Endoprothetische Operationen werden unter stationären Bedingungen durchgeführt. Eine frühzeitige Mobilisierung zur Gewährleistung eines optimalen Operationserfolges erfolgt bereits am ersten Tag nach der Operation. Mithilfe der Krankengymnastik wird die weitere Mobilisation unter Verwendung von Gehhilfen durchgeführt und unabhängig von den erwähnten Implantationstechniken eine schnelle Vollbelastung des operierten Beins erlaubt.
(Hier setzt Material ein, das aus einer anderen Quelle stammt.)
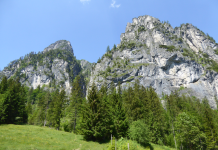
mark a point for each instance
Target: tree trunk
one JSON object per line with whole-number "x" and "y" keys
{"x": 174, "y": 136}
{"x": 74, "y": 121}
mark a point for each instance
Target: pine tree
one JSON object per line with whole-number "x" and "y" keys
{"x": 3, "y": 85}
{"x": 121, "y": 121}
{"x": 97, "y": 123}
{"x": 77, "y": 99}
{"x": 56, "y": 108}
{"x": 209, "y": 126}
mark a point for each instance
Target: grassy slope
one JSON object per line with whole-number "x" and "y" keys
{"x": 33, "y": 137}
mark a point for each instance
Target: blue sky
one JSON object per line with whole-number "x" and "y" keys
{"x": 90, "y": 25}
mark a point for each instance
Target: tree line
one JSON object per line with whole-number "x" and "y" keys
{"x": 174, "y": 120}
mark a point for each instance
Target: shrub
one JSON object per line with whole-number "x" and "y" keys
{"x": 140, "y": 132}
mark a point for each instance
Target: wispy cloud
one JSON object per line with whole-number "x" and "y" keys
{"x": 113, "y": 4}
{"x": 84, "y": 1}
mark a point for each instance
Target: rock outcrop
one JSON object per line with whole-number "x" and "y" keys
{"x": 166, "y": 58}
{"x": 55, "y": 67}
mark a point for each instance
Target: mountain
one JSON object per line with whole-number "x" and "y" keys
{"x": 55, "y": 67}
{"x": 166, "y": 58}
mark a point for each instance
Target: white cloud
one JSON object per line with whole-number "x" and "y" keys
{"x": 84, "y": 1}
{"x": 113, "y": 4}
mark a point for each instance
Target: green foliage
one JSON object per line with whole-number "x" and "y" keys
{"x": 96, "y": 121}
{"x": 12, "y": 102}
{"x": 108, "y": 69}
{"x": 216, "y": 51}
{"x": 74, "y": 109}
{"x": 188, "y": 131}
{"x": 211, "y": 38}
{"x": 140, "y": 132}
{"x": 108, "y": 49}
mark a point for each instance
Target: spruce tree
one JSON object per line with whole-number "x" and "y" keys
{"x": 76, "y": 100}
{"x": 97, "y": 123}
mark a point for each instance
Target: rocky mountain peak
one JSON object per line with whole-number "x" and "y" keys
{"x": 61, "y": 44}
{"x": 183, "y": 58}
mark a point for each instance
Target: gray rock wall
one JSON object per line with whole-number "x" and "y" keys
{"x": 158, "y": 67}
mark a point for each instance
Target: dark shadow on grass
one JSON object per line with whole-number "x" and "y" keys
{"x": 147, "y": 145}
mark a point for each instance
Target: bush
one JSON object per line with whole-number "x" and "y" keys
{"x": 122, "y": 144}
{"x": 140, "y": 132}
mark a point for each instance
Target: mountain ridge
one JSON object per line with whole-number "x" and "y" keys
{"x": 166, "y": 58}
{"x": 182, "y": 58}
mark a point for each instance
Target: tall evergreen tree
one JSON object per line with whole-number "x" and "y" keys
{"x": 97, "y": 123}
{"x": 76, "y": 100}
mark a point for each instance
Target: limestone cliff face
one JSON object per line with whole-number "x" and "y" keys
{"x": 166, "y": 58}
{"x": 55, "y": 67}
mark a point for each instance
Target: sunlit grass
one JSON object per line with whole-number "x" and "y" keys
{"x": 28, "y": 137}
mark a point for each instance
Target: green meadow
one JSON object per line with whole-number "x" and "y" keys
{"x": 28, "y": 137}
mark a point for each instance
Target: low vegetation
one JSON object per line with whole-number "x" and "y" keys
{"x": 182, "y": 122}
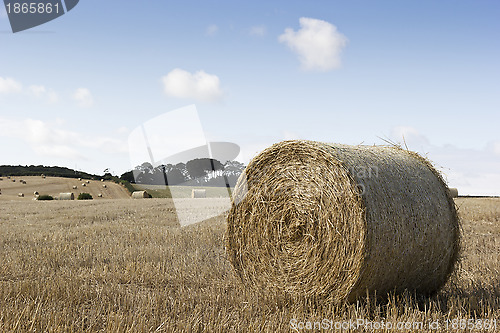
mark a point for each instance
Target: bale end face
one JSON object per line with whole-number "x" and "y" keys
{"x": 335, "y": 221}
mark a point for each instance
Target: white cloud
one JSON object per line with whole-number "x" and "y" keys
{"x": 258, "y": 30}
{"x": 51, "y": 139}
{"x": 200, "y": 85}
{"x": 317, "y": 43}
{"x": 212, "y": 30}
{"x": 9, "y": 86}
{"x": 84, "y": 97}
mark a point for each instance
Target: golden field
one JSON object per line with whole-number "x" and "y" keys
{"x": 126, "y": 266}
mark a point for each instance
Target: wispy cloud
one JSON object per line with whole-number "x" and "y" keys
{"x": 42, "y": 92}
{"x": 199, "y": 86}
{"x": 52, "y": 139}
{"x": 83, "y": 97}
{"x": 317, "y": 43}
{"x": 258, "y": 30}
{"x": 10, "y": 86}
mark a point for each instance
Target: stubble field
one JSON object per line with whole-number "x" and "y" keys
{"x": 127, "y": 266}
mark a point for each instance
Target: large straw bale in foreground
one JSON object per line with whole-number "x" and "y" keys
{"x": 336, "y": 221}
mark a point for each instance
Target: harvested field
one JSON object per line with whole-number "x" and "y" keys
{"x": 55, "y": 185}
{"x": 126, "y": 266}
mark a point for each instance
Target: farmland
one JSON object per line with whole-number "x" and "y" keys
{"x": 10, "y": 188}
{"x": 126, "y": 266}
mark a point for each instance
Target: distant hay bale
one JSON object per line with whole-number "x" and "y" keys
{"x": 199, "y": 193}
{"x": 140, "y": 195}
{"x": 335, "y": 222}
{"x": 66, "y": 196}
{"x": 453, "y": 192}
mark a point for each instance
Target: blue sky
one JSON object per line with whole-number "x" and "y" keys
{"x": 72, "y": 90}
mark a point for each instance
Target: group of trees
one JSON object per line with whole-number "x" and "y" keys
{"x": 200, "y": 171}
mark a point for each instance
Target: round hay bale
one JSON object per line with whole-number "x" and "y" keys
{"x": 140, "y": 195}
{"x": 66, "y": 196}
{"x": 453, "y": 192}
{"x": 199, "y": 193}
{"x": 335, "y": 222}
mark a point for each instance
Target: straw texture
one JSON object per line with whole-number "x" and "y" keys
{"x": 337, "y": 222}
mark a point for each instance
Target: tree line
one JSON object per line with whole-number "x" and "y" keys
{"x": 197, "y": 172}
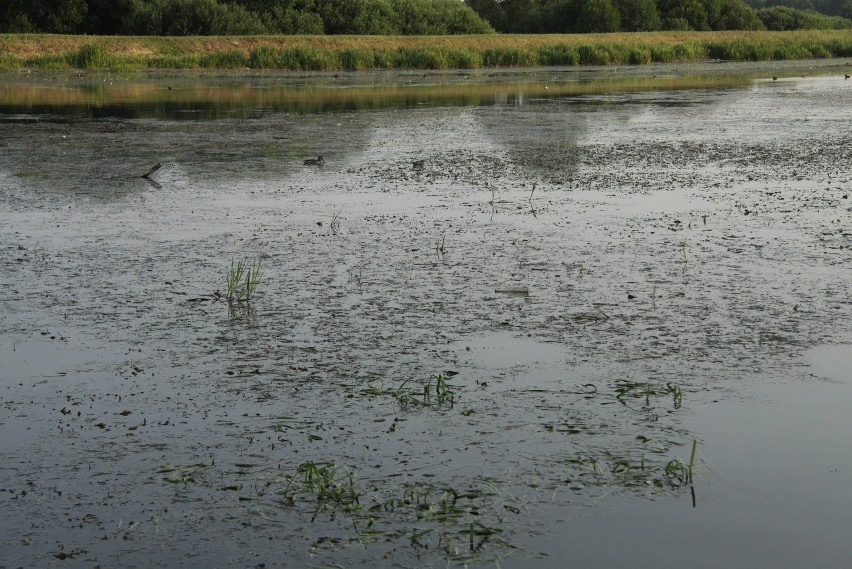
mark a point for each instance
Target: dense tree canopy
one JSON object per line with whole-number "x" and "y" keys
{"x": 578, "y": 16}
{"x": 413, "y": 17}
{"x": 240, "y": 17}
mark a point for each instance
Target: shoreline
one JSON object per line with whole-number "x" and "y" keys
{"x": 407, "y": 53}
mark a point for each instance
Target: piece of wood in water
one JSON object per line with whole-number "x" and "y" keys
{"x": 156, "y": 167}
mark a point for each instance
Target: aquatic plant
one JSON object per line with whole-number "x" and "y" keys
{"x": 680, "y": 472}
{"x": 243, "y": 280}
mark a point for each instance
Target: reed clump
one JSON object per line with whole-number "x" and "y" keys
{"x": 353, "y": 53}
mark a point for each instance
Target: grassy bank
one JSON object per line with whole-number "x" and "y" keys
{"x": 320, "y": 53}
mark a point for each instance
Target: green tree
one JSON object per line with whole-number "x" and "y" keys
{"x": 684, "y": 15}
{"x": 190, "y": 17}
{"x": 638, "y": 15}
{"x": 48, "y": 16}
{"x": 600, "y": 16}
{"x": 734, "y": 15}
{"x": 106, "y": 16}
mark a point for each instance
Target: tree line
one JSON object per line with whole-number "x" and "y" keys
{"x": 240, "y": 17}
{"x": 412, "y": 17}
{"x": 603, "y": 16}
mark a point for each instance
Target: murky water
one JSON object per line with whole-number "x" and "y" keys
{"x": 489, "y": 327}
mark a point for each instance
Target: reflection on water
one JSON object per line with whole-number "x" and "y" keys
{"x": 207, "y": 99}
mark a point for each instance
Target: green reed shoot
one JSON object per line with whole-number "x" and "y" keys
{"x": 243, "y": 279}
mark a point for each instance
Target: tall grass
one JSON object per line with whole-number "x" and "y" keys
{"x": 325, "y": 53}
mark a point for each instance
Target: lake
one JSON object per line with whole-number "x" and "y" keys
{"x": 523, "y": 318}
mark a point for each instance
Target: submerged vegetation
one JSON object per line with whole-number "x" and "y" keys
{"x": 323, "y": 53}
{"x": 243, "y": 280}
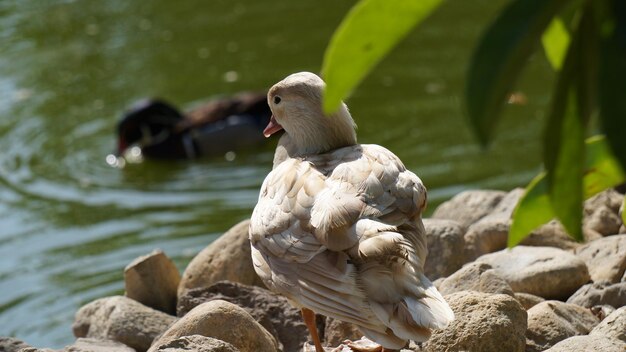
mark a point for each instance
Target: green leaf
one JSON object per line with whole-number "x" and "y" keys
{"x": 555, "y": 40}
{"x": 500, "y": 57}
{"x": 369, "y": 31}
{"x": 602, "y": 171}
{"x": 612, "y": 80}
{"x": 533, "y": 210}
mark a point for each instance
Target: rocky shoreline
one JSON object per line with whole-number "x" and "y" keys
{"x": 548, "y": 294}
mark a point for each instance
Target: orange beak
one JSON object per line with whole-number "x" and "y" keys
{"x": 272, "y": 127}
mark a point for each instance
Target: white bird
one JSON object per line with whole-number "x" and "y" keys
{"x": 337, "y": 228}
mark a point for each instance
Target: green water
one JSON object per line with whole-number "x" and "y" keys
{"x": 69, "y": 223}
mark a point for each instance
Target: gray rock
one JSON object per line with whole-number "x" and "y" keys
{"x": 223, "y": 321}
{"x": 546, "y": 272}
{"x": 272, "y": 311}
{"x": 552, "y": 321}
{"x": 337, "y": 331}
{"x": 484, "y": 322}
{"x": 227, "y": 258}
{"x": 475, "y": 277}
{"x": 527, "y": 300}
{"x": 97, "y": 345}
{"x": 121, "y": 319}
{"x": 613, "y": 326}
{"x": 445, "y": 242}
{"x": 469, "y": 206}
{"x": 486, "y": 236}
{"x": 152, "y": 280}
{"x": 588, "y": 343}
{"x": 604, "y": 221}
{"x": 600, "y": 293}
{"x": 605, "y": 258}
{"x": 197, "y": 343}
{"x": 11, "y": 344}
{"x": 552, "y": 234}
{"x": 609, "y": 198}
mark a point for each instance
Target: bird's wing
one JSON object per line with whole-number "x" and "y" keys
{"x": 391, "y": 248}
{"x": 291, "y": 259}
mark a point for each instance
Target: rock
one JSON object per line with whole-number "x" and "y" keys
{"x": 469, "y": 206}
{"x": 272, "y": 311}
{"x": 605, "y": 258}
{"x": 552, "y": 321}
{"x": 546, "y": 272}
{"x": 602, "y": 311}
{"x": 609, "y": 198}
{"x": 11, "y": 344}
{"x": 486, "y": 236}
{"x": 613, "y": 326}
{"x": 197, "y": 343}
{"x": 604, "y": 221}
{"x": 227, "y": 258}
{"x": 337, "y": 331}
{"x": 484, "y": 322}
{"x": 96, "y": 345}
{"x": 152, "y": 280}
{"x": 223, "y": 321}
{"x": 588, "y": 344}
{"x": 527, "y": 300}
{"x": 600, "y": 293}
{"x": 552, "y": 234}
{"x": 445, "y": 242}
{"x": 475, "y": 277}
{"x": 121, "y": 319}
{"x": 489, "y": 234}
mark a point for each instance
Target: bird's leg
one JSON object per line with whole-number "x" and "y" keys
{"x": 309, "y": 320}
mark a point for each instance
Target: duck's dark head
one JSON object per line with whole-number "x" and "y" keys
{"x": 146, "y": 123}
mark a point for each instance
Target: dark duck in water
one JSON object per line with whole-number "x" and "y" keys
{"x": 219, "y": 126}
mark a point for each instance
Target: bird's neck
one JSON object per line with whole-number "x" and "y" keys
{"x": 333, "y": 132}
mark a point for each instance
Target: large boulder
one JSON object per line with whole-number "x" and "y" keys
{"x": 489, "y": 234}
{"x": 552, "y": 321}
{"x": 121, "y": 319}
{"x": 605, "y": 258}
{"x": 223, "y": 321}
{"x": 484, "y": 322}
{"x": 153, "y": 281}
{"x": 272, "y": 311}
{"x": 599, "y": 294}
{"x": 602, "y": 212}
{"x": 475, "y": 277}
{"x": 11, "y": 344}
{"x": 588, "y": 343}
{"x": 445, "y": 241}
{"x": 527, "y": 300}
{"x": 97, "y": 345}
{"x": 227, "y": 258}
{"x": 613, "y": 326}
{"x": 196, "y": 343}
{"x": 469, "y": 206}
{"x": 547, "y": 272}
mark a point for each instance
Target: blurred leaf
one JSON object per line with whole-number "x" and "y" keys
{"x": 612, "y": 80}
{"x": 555, "y": 41}
{"x": 563, "y": 142}
{"x": 369, "y": 31}
{"x": 533, "y": 210}
{"x": 602, "y": 171}
{"x": 500, "y": 57}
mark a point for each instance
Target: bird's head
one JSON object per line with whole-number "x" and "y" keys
{"x": 296, "y": 104}
{"x": 146, "y": 123}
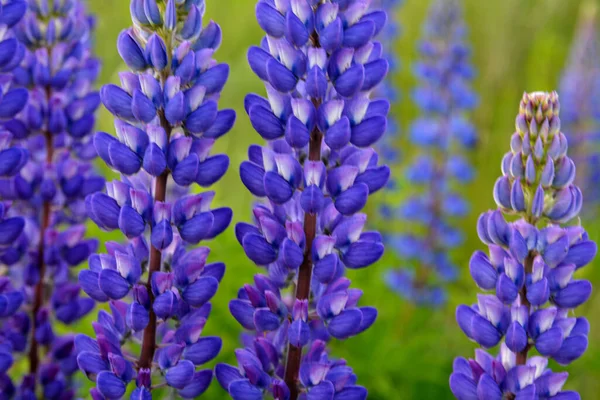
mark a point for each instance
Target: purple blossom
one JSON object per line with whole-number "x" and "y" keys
{"x": 443, "y": 136}
{"x": 581, "y": 108}
{"x": 529, "y": 269}
{"x": 387, "y": 148}
{"x": 47, "y": 112}
{"x": 320, "y": 66}
{"x": 157, "y": 287}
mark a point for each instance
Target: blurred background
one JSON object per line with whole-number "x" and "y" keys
{"x": 518, "y": 45}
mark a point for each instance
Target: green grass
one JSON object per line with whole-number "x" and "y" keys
{"x": 518, "y": 45}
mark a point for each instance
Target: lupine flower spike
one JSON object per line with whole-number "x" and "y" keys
{"x": 320, "y": 65}
{"x": 529, "y": 269}
{"x": 158, "y": 290}
{"x": 387, "y": 147}
{"x": 444, "y": 135}
{"x": 57, "y": 75}
{"x": 580, "y": 86}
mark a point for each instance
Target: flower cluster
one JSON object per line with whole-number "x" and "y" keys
{"x": 387, "y": 147}
{"x": 530, "y": 267}
{"x": 581, "y": 109}
{"x": 48, "y": 112}
{"x": 158, "y": 290}
{"x": 443, "y": 132}
{"x": 320, "y": 66}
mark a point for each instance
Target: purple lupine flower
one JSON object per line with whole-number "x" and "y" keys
{"x": 444, "y": 135}
{"x": 320, "y": 65}
{"x": 581, "y": 108}
{"x": 158, "y": 289}
{"x": 530, "y": 268}
{"x": 387, "y": 147}
{"x": 49, "y": 91}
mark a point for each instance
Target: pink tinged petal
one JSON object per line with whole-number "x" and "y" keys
{"x": 375, "y": 178}
{"x": 345, "y": 324}
{"x": 267, "y": 124}
{"x": 198, "y": 385}
{"x": 368, "y": 131}
{"x": 109, "y": 385}
{"x": 483, "y": 272}
{"x": 214, "y": 79}
{"x": 581, "y": 253}
{"x": 361, "y": 254}
{"x": 180, "y": 375}
{"x": 243, "y": 312}
{"x": 123, "y": 159}
{"x": 375, "y": 72}
{"x": 516, "y": 337}
{"x": 572, "y": 348}
{"x": 573, "y": 295}
{"x": 483, "y": 332}
{"x": 137, "y": 317}
{"x": 131, "y": 52}
{"x": 202, "y": 119}
{"x": 270, "y": 20}
{"x": 252, "y": 177}
{"x": 295, "y": 30}
{"x": 130, "y": 222}
{"x": 280, "y": 76}
{"x": 91, "y": 363}
{"x": 201, "y": 291}
{"x": 244, "y": 390}
{"x": 258, "y": 58}
{"x": 142, "y": 107}
{"x": 549, "y": 342}
{"x": 117, "y": 101}
{"x": 113, "y": 284}
{"x": 175, "y": 109}
{"x": 550, "y": 384}
{"x": 197, "y": 228}
{"x": 90, "y": 284}
{"x": 221, "y": 125}
{"x": 212, "y": 169}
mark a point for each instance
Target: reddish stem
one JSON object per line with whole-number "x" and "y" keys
{"x": 294, "y": 354}
{"x": 522, "y": 355}
{"x": 149, "y": 339}
{"x": 38, "y": 296}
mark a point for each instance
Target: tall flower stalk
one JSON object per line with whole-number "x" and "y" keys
{"x": 320, "y": 65}
{"x": 387, "y": 147}
{"x": 158, "y": 289}
{"x": 579, "y": 90}
{"x": 58, "y": 72}
{"x": 440, "y": 169}
{"x": 530, "y": 266}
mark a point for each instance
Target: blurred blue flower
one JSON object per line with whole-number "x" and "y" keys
{"x": 580, "y": 111}
{"x": 444, "y": 135}
{"x": 530, "y": 267}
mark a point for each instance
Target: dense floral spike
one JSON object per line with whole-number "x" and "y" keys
{"x": 580, "y": 86}
{"x": 55, "y": 70}
{"x": 444, "y": 134}
{"x": 530, "y": 267}
{"x": 158, "y": 290}
{"x": 320, "y": 66}
{"x": 387, "y": 147}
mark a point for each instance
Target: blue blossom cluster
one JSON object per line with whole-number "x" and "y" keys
{"x": 47, "y": 108}
{"x": 579, "y": 90}
{"x": 320, "y": 65}
{"x": 444, "y": 135}
{"x": 158, "y": 290}
{"x": 387, "y": 147}
{"x": 529, "y": 269}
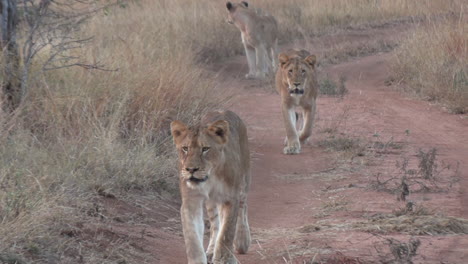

Im Vordergrund steht die Verbesserung der Beweglichkeit.

Für den überwiegenden Teil der Patienten schließt sich nach einem 7- bis 12-tägigen Klinikaufenthalt ein 3- bis 4-wöchiger Rehabilitationsaufenthalt mit zusätzlichen Kräftigungsübungen an.

Gelenkersatz und Sport

  • „Sanfte“ Sportarten (Fahrradfahren, Nordic Walking, Schwimmen, Golf oder Kegeln beispielweise) sind durchaus empfohlen und sinnvoll
  • Bedingt möglich und nur bedingt ratsam sind dagegen Sportarten wie Tennis und Skilaufen
  • Kontaktsportarten (Fußball, Handball etc.) sollten unbedingt vermieden werden

Ihre Motivation und das anschließende Training über eine lange Zeit sind wichtig, damit Sie sich wieder schmerzfrei bewegen können und Ihre Lebensqualität wiedergewinnen.

Nachbehandlungsplan: Je nach Versorgung geben wir vor, mit welchem Belastungsaufbau begonnen werden kann. Da zunächst erst wieder ein „Gelenkgefühl“ erlernt werden muss, sind Sie zu Beginn auf
Gehhilfen angewiesen.

Physiotherapie: Während des stationären Aufenthaltes ist die Wiederherstellung einer guten Gelenkbeweglichkeit sehr wichtig. In enger Zusammenarbeit mit unserer Physiotherapie können Sie zum Entlassungszeitpunkt oft bereits Treppen bewältigen. In der Anschlussheilbehandlung (AHB/Reha) wird die Muskulatur dann weiter trainiert.

Übungen zuhause: Im Anschluss an die Operation erhalten Sie von Ihrem Operateur entsprechende Tipps für zu Hause und gelenkschonende Übungen. Eine Auswahl finden Sie auch hier.

Training: Bis zum vollständigen Muskulaturaufbau kann von sechs Monaten bis zu einem Jahr intensives (Eigen-)Training erforderlich sein. In der Regel sind danach wieder sportliche Aktivitäten möglich. Hierzu gehören etwa Fahrradfahren und Nordic Walking. Sprung-, Stopp- und Kontaktsportarten sollten, wie beschrieben, vermieden werden.